HOME広報活動刊行物 > Jul. 2015 No.018

研究紹介

ユビキチン化基質の効率的な同定法の開発

米国科学雑誌「Proceedings of the National Academy of Sciences of the United States of America (PNAS)」にユビキチンプロジェクトの吉田雪子主席研究員、蛋白質代謝研究室の佐伯泰副参事研究員・田中啓二所長らの研究成果が掲載されました。

ユビキチンプロジェクト 主席研究員吉田 雪子

ユビキチンは、パン酵母から植物及びヒトに至るまで保存された76個のアミノ酸からなる小さなたんぱく質です。ユビキチンはさまざまなたんぱく質のリジン残基に共有結合(アミド結合)し、多くの場合ユビキチンにさらにユビキチンが連なる「ユビキチン鎖」が形成されます。ユビキチン鎖は、細胞内で役割を終えた不要なたんぱく質や異常たんぱく質を速やかに消去するための「たんぱく質分解の目印」となります。また、たんぱく質分解の目印となるばかりではなく、細胞内の情報伝達系・損傷DNAの修復や細胞表層にある膜たんぱく質の細胞内への取り込みの信号として働くなど、多様な生命現象の制御 に関わることも分かってきています。
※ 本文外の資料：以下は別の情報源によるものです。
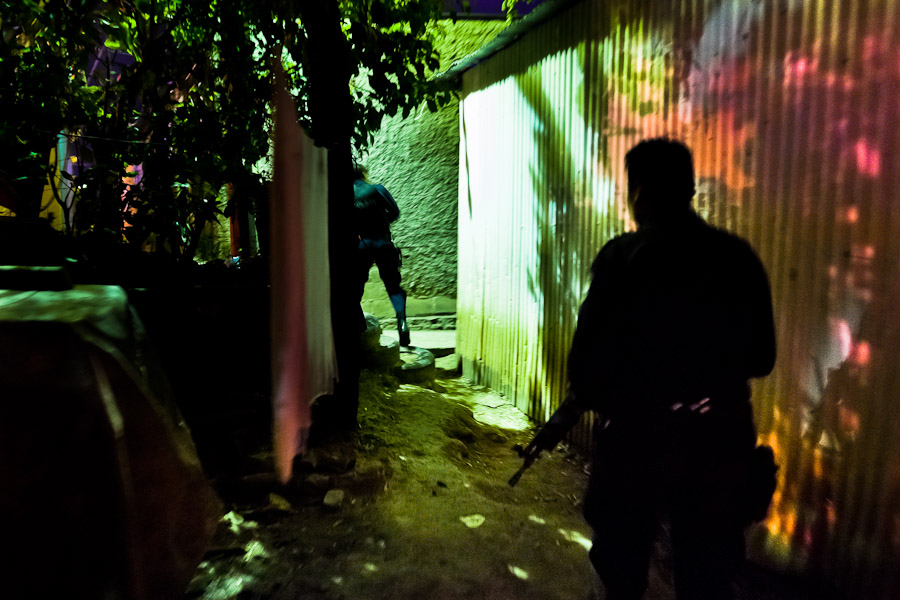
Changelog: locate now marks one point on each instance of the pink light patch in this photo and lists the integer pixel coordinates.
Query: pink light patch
(868, 158)
(844, 338)
(863, 353)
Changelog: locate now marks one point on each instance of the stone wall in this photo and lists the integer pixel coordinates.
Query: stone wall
(417, 159)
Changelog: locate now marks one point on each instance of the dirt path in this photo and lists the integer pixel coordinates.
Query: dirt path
(427, 514)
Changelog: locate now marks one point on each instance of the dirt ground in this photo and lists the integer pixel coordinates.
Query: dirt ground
(427, 513)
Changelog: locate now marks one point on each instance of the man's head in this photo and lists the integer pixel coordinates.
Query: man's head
(660, 179)
(360, 171)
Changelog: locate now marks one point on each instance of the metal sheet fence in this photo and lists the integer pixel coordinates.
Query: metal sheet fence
(790, 107)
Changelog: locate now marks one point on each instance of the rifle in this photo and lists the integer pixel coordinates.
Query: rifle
(548, 436)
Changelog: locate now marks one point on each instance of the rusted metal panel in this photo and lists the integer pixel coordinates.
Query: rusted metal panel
(790, 108)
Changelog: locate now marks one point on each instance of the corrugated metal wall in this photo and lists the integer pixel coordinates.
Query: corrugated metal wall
(790, 107)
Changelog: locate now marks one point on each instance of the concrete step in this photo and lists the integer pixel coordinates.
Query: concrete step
(439, 342)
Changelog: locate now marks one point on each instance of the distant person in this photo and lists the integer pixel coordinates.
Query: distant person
(678, 317)
(374, 211)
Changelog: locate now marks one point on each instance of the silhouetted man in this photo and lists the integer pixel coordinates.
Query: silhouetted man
(678, 317)
(374, 211)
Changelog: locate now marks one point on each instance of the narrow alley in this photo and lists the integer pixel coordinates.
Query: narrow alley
(426, 512)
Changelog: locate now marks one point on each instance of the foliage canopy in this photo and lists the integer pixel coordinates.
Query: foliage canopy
(175, 94)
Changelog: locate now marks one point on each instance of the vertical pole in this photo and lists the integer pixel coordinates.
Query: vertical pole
(328, 67)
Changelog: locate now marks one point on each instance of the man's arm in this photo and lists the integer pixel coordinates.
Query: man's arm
(390, 205)
(591, 359)
(761, 351)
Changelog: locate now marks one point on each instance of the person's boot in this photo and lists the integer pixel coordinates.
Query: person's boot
(403, 329)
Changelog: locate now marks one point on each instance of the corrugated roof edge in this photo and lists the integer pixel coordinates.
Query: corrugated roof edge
(541, 13)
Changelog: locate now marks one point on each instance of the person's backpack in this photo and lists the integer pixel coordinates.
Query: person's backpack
(374, 210)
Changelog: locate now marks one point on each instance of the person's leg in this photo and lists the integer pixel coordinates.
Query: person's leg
(620, 506)
(364, 260)
(706, 524)
(387, 258)
(622, 543)
(707, 556)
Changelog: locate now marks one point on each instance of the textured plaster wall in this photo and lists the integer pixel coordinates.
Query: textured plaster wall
(417, 159)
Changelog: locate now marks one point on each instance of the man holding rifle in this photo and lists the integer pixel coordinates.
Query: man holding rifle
(677, 319)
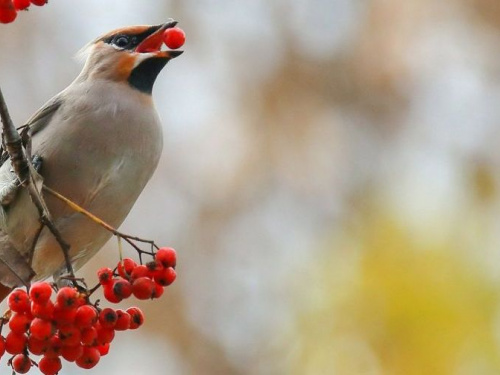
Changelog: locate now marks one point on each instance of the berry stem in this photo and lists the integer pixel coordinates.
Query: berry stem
(130, 239)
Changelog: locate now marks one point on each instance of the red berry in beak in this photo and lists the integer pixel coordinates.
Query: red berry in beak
(174, 38)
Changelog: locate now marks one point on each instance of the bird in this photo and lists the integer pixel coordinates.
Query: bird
(97, 143)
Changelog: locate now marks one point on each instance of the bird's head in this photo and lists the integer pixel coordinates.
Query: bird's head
(131, 55)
「たんぱく質のユビキチン化」に異常が生じると、神経変性疾患やがんなどの原因となることが知られています。

どのたんぱく質にどのタイミングでユビキチン鎖をつけるのか、その「基質の選択性」を決めているのは「ユビキチンリガーゼ(連結酵素)」です。ユビキチンリガーゼはヒトではおよそ600種類ありますが、その基質が明らかとなっているものはごくわずかです。ユビキチンリガーゼの基質を網羅的かつ高感度に探索できる技術の開発は、広範な生命現象の制御に関わるユビキチン化を理解する上でも重要であると考えられます。これまで、さまざまな方法が試されてきましたが、決め手となる方法はありませんでした。今回、新たに開発したユビキチン鎖結合プローブTR-TUBEを細胞に発現させることで、これまで機能のわかっていなかったユビキチンリガーゼの標的分子を容易に見つけ出すことができるようになりました(図)。この同定法を多くの研究者に利用してもらうことにより、新たな生命現象の理解、さらには、さまざまな疾患の発症機構の解明につながることが期待されます。

図

参考文献

  • Yoshida Y, Saeki Y, Murakami A, Kawawaki J, Tsuchiya H, Yoshihara H, Shindo M, Tanaka K. A comprehensive method for detecting ubiquitinated substrates using TR-TUBE. Proc Natl Acad Sci USA, 2015, 112, 4630-4635.